DOCTOR’S surgeries across the whole of West Devon are under presssure as winter ailments rear their ugly heads following a festive season which saw Christmas gatherings once again take place.
As hospitals in Devon urge people to contact their GP or pharmacy rather than clog up emergency departments with anything less serious than a full-blown emergency, GPs are themselves feeling the strain as bugs proliferate.
Shortages of pharmacists at high street pharmacies, which the NHS in Devon is suggesting people contact on the first instance with coughs, colds and sniffles, has put the pressure back onto GP practices.
Darren Newland, practice manager at Abbey Surgery in Tavistock, said people were coming to the surgery this week suffering from flu and covid and chesty coughs and other respiratory ailments
‘Every single GP practice is under pressure,’ he said.
‘We are inundated and there are quite a lot of practices in the western part of Devon which are just as busy.
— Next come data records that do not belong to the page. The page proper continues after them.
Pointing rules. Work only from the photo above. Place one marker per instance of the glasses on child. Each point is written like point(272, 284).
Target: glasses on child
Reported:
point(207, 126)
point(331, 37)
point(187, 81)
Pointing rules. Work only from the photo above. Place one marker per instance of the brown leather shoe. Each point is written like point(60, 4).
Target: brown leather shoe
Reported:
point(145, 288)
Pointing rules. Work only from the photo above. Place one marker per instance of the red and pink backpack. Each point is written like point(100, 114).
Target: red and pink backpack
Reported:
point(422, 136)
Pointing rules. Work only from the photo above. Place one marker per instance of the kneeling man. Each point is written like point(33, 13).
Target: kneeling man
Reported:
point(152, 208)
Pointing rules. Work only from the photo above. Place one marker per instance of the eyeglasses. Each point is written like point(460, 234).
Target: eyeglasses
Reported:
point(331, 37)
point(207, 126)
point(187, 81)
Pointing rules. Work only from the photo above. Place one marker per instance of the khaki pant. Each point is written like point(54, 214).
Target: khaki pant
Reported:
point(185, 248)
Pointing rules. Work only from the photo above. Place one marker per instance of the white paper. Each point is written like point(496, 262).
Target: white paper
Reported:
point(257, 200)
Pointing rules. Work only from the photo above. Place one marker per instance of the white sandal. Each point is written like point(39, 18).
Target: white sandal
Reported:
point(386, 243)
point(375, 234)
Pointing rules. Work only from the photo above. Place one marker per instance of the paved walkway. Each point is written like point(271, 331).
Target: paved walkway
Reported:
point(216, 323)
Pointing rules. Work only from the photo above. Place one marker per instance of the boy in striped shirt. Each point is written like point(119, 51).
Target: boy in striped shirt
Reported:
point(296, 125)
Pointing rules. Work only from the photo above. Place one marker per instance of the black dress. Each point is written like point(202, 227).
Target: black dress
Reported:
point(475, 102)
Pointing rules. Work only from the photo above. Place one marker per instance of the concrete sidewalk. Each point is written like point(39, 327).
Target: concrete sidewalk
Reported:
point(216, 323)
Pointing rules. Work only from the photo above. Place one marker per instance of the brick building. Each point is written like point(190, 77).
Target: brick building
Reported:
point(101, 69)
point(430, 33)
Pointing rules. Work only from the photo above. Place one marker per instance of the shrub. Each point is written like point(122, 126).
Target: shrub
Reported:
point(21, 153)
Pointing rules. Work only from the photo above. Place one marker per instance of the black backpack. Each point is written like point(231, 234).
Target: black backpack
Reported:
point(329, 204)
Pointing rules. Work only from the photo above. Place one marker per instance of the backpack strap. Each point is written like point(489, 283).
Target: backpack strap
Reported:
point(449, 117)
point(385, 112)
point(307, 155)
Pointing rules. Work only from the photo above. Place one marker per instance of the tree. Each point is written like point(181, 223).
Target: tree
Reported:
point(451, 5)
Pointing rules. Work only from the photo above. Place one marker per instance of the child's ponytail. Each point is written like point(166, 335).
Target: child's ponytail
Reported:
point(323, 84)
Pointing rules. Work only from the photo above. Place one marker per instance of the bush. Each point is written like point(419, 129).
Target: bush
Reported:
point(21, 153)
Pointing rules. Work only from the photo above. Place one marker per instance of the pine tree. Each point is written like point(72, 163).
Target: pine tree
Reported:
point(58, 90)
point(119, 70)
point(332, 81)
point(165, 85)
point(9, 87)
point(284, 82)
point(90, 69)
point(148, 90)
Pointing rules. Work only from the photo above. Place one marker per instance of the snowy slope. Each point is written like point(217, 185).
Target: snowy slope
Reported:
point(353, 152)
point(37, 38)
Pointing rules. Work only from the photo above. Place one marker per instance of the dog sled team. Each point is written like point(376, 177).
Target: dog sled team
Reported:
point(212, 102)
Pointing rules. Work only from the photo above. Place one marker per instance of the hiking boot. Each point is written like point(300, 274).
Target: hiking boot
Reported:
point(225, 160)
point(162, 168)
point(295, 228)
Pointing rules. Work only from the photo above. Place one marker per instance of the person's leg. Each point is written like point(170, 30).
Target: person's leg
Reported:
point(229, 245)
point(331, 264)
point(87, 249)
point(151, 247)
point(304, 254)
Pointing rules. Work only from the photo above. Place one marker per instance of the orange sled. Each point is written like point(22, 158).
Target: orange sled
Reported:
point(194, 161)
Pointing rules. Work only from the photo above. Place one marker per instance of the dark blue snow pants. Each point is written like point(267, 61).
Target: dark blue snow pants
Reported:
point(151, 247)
‘We are just about coping but we have never been as busy as this.There are people with flu, people with covid, and I think it is possibly because there has been a couple of years with no mixing with each other and a lot of the normal flus and coughs have come around and people have got them quite badly.’
He added that before Christmas there had been concern about the Strep A virus.
‘We had parents who quite rightly thought that their children might have it and they needed to be checked out, but it has continued to be incredibly busy. It is with all sorts. People have got sore thoats, there are chesty coughs and flu.’
Demand is also high at the other Tavistock GP practice, Tavyside Health Centre, where a recorded message on the phone states that ‘due to unprecedented demand’ the practice was ‘only providing urgent care’.
The two practices work together, with Mr Newland speaking for both. And he said the problem extended well beyond Tavistock.
‘I talk to lots of GP practices around Devon and everyone is in the same boat, everyone is completey inundated. It is the busiest they have seen it for a long long time.’